Люба подбирает выброшенное письмо и позднее читает его Михаилу в машине:
Любовь — это очень простое и таинственное чувство. Она безгранична именно своей ограниченностью. Сосредоточенность открывает целый мир в одной точке. ‹…› Почему любить именно этого человека — плохого, хорошего, — но почему именно этого? Разве есть человек, соразмерный возможности любви? Любовь — это состояние души, не связанное с предметом своим, непропорциональное предмету, ее вызвавшему. Любовь — гора, выросшая на ровном месте, а когда она исчезает, остается огромная зияющая яма.
Письмо это неслучайно возникает в ночи (неслучайно его выбрасывает человек театра, представления), уничтожающей границы и истребляющей предметы. Оно отправлено актрисе, возникающей на портрете, а попадает к человеку, не знающему представления, и только по отношению к такому человеку приобретает смысл. Оно возникает в контексте слепого блуждания и находит своего адресата случайно. И именно оно меняет отношения в фильме. Ни Люба, ни Михаил не в состоянии сформулировать то, что говорит это письмо.
В фильме звучат три монолога о любви. Первый — Любин, обращенный к молодоженам (его она повторяет перед появлением Гурченко). Второй монолог произносит Галя в шляпе с пером и в театральном плаще. И третий монолог — это текст читаемого Любой письма. Первый монолог говорит о найденной любви, второй об утраченной, но неизменной: «Прощай, мы расстаемся навеки, однако ты можешь быть уверен, что я никогда не буду любить другого…» И только третий монолог говорит о неопределенности любви, возникающей на пустом месте (вроде того, где мчится в ночи грузовик Миши) и несоразмерной ни с каким объектом. Принципиальна тут декларация того, что «любовь — это состояние души, не связанное с предметом своим». Смысл этой декларации заключается именно в отрицании всякого места, всякой рамки, всякой репрезентации, которые обращают любовь на самое себя и оборачивают ее нарциссизмом. Когда Фрейд писал, что любовь возникает как преодоление нарциссизма, как переполнение я-либидо, выливающегося «через край» на внешний объект, он, по существу, говорил о разрушении любовью всякой рамки, удваивающей себя в качестве объекта репрезентации, то есть о преодолении объекта нарциссической любви как любви к собственному двойнику.

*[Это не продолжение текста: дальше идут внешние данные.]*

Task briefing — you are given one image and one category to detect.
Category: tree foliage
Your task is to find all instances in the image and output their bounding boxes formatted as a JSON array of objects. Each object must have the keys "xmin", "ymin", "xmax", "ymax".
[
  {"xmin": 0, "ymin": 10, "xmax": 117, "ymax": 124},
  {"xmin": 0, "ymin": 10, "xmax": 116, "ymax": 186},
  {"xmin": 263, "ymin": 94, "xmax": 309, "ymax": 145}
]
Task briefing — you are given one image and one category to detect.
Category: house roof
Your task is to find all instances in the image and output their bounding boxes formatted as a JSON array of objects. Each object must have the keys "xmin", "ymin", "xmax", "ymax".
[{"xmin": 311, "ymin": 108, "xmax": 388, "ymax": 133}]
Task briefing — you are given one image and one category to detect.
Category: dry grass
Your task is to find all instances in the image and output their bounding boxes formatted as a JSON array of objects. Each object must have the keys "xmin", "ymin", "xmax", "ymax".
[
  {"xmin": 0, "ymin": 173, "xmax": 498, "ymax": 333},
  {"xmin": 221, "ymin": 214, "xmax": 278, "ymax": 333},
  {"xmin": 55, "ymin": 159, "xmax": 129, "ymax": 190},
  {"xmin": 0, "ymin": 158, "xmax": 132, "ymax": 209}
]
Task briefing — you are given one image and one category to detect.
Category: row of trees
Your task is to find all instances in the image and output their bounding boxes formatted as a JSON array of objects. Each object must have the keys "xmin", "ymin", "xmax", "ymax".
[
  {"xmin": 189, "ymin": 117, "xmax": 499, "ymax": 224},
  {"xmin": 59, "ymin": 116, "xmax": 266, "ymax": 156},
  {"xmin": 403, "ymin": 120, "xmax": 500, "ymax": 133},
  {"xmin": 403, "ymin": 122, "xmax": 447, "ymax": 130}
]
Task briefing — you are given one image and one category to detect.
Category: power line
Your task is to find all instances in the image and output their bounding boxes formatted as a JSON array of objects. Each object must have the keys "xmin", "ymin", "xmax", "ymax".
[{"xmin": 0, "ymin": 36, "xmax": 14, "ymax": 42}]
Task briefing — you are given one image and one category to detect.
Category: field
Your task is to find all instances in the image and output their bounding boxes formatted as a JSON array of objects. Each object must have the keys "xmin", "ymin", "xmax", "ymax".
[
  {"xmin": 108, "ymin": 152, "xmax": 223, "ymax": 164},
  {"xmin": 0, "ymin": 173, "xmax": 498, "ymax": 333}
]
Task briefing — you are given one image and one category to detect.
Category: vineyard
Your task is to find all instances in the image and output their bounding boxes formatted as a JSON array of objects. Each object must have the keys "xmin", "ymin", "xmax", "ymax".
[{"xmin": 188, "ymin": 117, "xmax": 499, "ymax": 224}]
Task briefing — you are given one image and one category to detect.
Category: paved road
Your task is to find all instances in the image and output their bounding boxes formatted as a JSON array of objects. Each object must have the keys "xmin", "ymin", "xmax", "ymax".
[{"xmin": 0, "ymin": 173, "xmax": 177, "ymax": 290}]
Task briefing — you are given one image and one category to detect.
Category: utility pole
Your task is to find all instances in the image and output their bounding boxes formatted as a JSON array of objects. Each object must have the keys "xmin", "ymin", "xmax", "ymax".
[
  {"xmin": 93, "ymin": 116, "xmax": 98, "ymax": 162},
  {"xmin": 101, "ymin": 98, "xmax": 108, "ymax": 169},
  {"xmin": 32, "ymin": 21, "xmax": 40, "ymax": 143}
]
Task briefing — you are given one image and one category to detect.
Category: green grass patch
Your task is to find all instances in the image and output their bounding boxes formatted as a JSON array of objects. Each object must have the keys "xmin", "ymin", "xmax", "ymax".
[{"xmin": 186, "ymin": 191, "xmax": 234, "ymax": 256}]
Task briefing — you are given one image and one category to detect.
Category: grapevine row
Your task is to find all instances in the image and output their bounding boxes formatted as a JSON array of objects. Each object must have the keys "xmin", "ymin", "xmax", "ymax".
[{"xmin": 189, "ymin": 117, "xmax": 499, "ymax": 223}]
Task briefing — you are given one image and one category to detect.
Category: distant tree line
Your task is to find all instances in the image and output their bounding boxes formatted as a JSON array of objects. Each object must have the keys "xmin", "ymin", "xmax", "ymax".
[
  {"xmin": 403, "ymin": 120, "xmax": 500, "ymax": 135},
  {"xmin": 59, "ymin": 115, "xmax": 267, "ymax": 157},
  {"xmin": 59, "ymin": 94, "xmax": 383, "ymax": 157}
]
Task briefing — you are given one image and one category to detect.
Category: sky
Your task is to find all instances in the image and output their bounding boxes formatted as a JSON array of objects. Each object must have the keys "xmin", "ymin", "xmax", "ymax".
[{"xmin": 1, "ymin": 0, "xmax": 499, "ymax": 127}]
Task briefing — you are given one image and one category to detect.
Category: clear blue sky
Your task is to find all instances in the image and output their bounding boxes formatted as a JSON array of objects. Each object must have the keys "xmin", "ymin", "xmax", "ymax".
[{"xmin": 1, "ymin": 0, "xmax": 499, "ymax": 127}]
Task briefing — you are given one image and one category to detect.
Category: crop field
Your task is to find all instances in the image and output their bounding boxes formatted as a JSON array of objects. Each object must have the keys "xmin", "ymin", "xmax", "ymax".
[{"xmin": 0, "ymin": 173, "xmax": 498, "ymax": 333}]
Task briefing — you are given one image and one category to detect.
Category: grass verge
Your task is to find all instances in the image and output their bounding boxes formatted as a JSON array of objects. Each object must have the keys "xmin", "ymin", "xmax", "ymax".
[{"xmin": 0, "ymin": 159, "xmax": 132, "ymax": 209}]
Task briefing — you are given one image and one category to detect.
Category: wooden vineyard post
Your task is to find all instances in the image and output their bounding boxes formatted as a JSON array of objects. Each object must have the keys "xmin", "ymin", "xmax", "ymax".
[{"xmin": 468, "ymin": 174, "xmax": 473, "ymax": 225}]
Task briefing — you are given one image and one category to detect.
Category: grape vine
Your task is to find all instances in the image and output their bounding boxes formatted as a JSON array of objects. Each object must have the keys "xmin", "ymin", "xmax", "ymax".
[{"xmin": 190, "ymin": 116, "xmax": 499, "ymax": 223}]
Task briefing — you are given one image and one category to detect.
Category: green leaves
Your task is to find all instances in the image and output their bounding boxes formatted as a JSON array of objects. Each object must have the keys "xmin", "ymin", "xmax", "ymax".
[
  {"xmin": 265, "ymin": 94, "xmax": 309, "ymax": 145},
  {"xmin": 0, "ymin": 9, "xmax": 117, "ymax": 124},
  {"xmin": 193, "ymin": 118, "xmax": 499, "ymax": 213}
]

Эрих Фромм утверждал, например, что эротическая любовь в своей основе — это любовь к человеку вообще, которая лишь индивидуализируется, но через которую любящий утверждает и себя как человека вообще:
Любить кого-то — значит актуализировать и сосредоточивать силу любви (power of love). Основное утверждение, содержащееся в любви, направлено к любимому человеку как воплощению сущностно человеческих качеств. Любовь к одному человеку предполагает любовь к человеку как таковому. ‹…› Любовь к человеку не является, как это часто считается, абстракцией, идущей вслед за любовью к конкретному индивиду, но есть предпосылка, хотя генетически она и приобретается через любовь к конкретным людям. Из этого следует, что мое собственное Я должно в такой же степени быть объектом моей любви, как и другой человек. Утверждение собственной жизни, счастья, роста, свободы укоренено в собственную способность любить [80].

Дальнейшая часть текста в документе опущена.